En estos 12 años el gobierno, con amplia base popular (54 %, sin balotaje), fortaleció la economía nacional, la blindó en todo lo posible contra las consecuencias de la crisis mundial -evitando que las mismas recayeran en los sectores de ingresos fijos-, robusteció nuestro siempre incompleto proceso de industrialización, fortaleció el mercado interno, favoreció el consumo popular y llevó adelante una obra de infraestructura de una magnitud solo comparable a la del período del primer peronismo, en los ’50 del siglo pasado. Llevó adelante una firme lucha contra el saqueo de los fondos buitres -que hoy han vuelto a llamarse “holdouts”- llevando el tema al ámbito de las Naciones Unidas y sentando las bases para una doctrina internacional sobre esta plaga.
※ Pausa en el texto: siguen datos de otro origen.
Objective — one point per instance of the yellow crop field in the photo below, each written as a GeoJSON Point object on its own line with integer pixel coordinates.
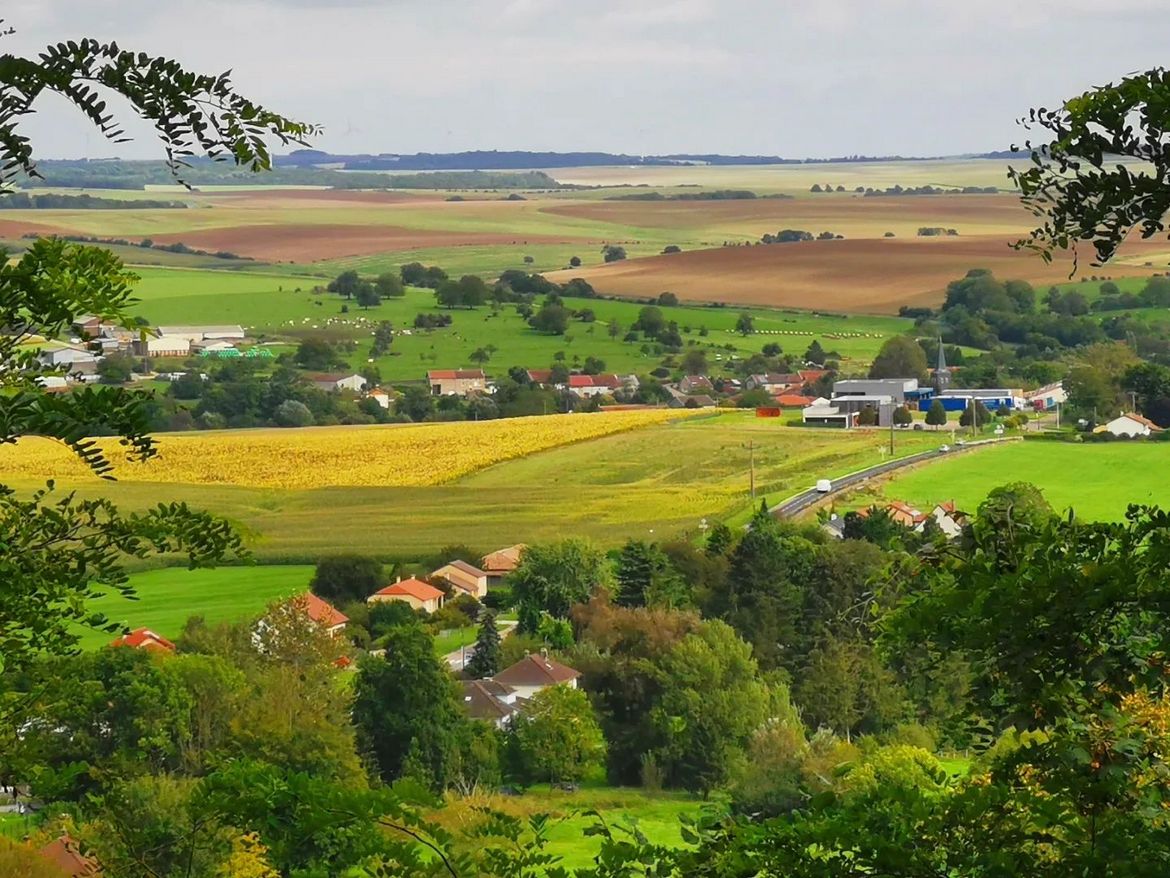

Como se ve, las diferencias no son tan solo entre un partido que favorece más a los ricos y otro que favorece más a los pobres. Imaginemos que hubiera un partido que sostiene el establecimiento de la esclavitud y la economía de plantación y otro que sostiene su abolición para poder desarrollar lamano de obra libre necesaria para un proceso industrial. Sería imposible pensar que esos partidos podrían alternar en el gobierno y que cada cuatro u ocho años se estableciese la esclavitud, para, en el siguiente recambio, abolirla.
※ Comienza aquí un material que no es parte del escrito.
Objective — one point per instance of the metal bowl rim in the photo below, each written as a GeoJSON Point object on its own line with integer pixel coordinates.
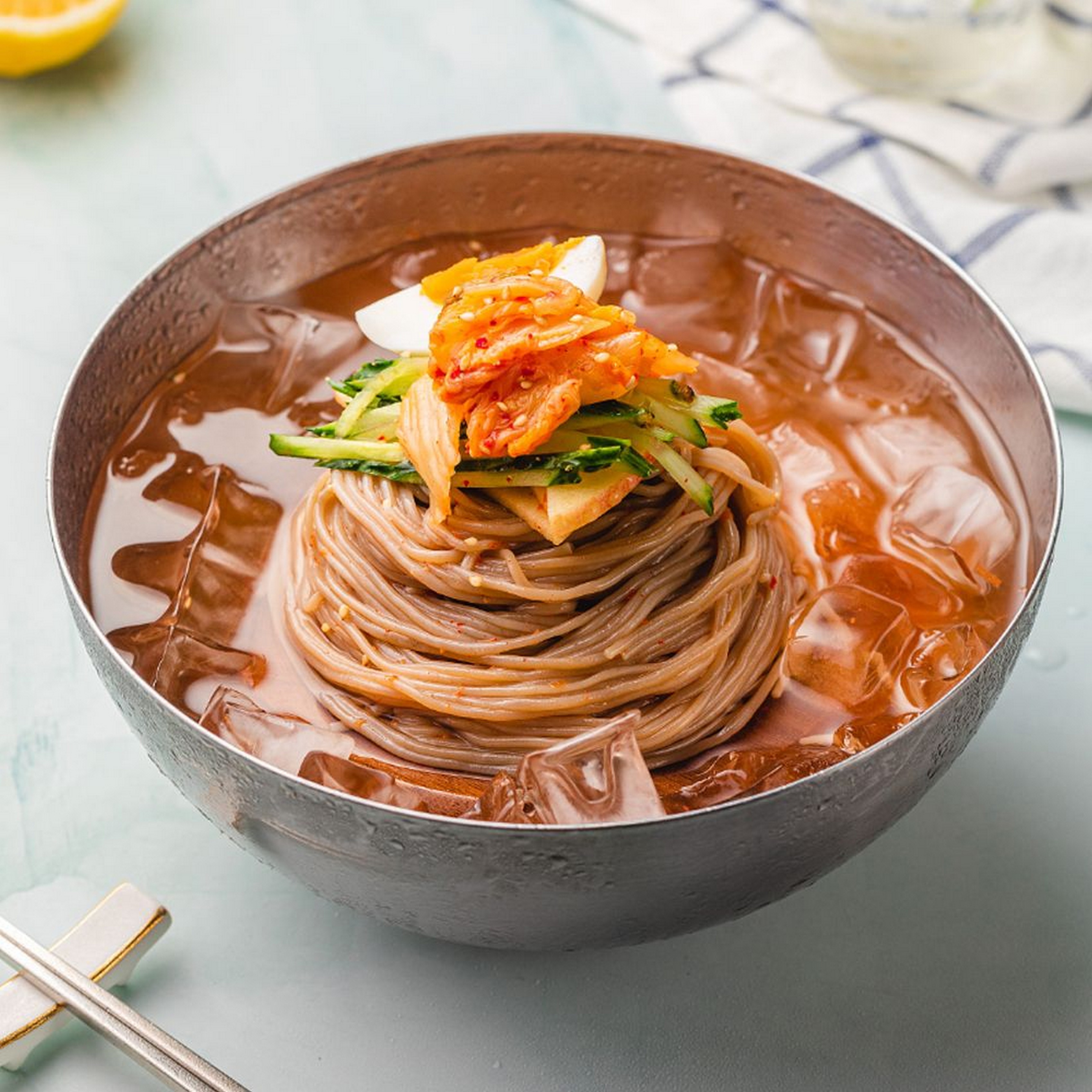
{"type": "Point", "coordinates": [472, 147]}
Exactamente eso es lo que ocurre en la Argentina desde 1945. El período más largo en el que hemos podido gobernar ha sido este. Nunca pudimos, hasta ahora, superar los 12 años, si, un poco arbitrariamente, no incluimos el período que va de 1943 a 1945. Y como estamos viendo, no nos reemplaza un gobierno que intenta desde una perspectiva más conservadora, o más empresarial, o más dialoguista, o más, inclusive, pronorteamericana, corregir los errores, desvíos, incorrecciones y desajustes que se pudieron cometer. No. Nos reemplaza un gobierno que pretende restaurar la esclavitud, es decir, destruir toda la estructura defensiva, de carácter capitalista, autónoma y sobre la base del mercado interno y la integración latinoamericana, considerada como una potencial ampliación del mercado interno. Nos reemplaza un gobierno cuyo objetivo es no dejar rastro alguno de estos doce años en la estructura del estado y, de ser posible, en la memoria de nuestro pueblo.
Como decíamos en aquel breve posteo: “Estos dos partidos son antagónicos, no son competitivos. O existe uno o existe el otro”. No es una grieta fundada en la intolerancia, la obstinación o la soberbia. Son dos proyectos radicalmente enfrentados de país.
Ahora nos toca luchar por reconquistar el poder político del Estado. Cuando lo hagamos deberemos tener en cuenta que es imperioso para nuestra sobrevivencia como comunidad humana destruir toda posibilidad de restauración de ese otro proyecto. En la historia, como en el arte,“para que lo nuevo tenga su espacio, lo viejo debe perecer”.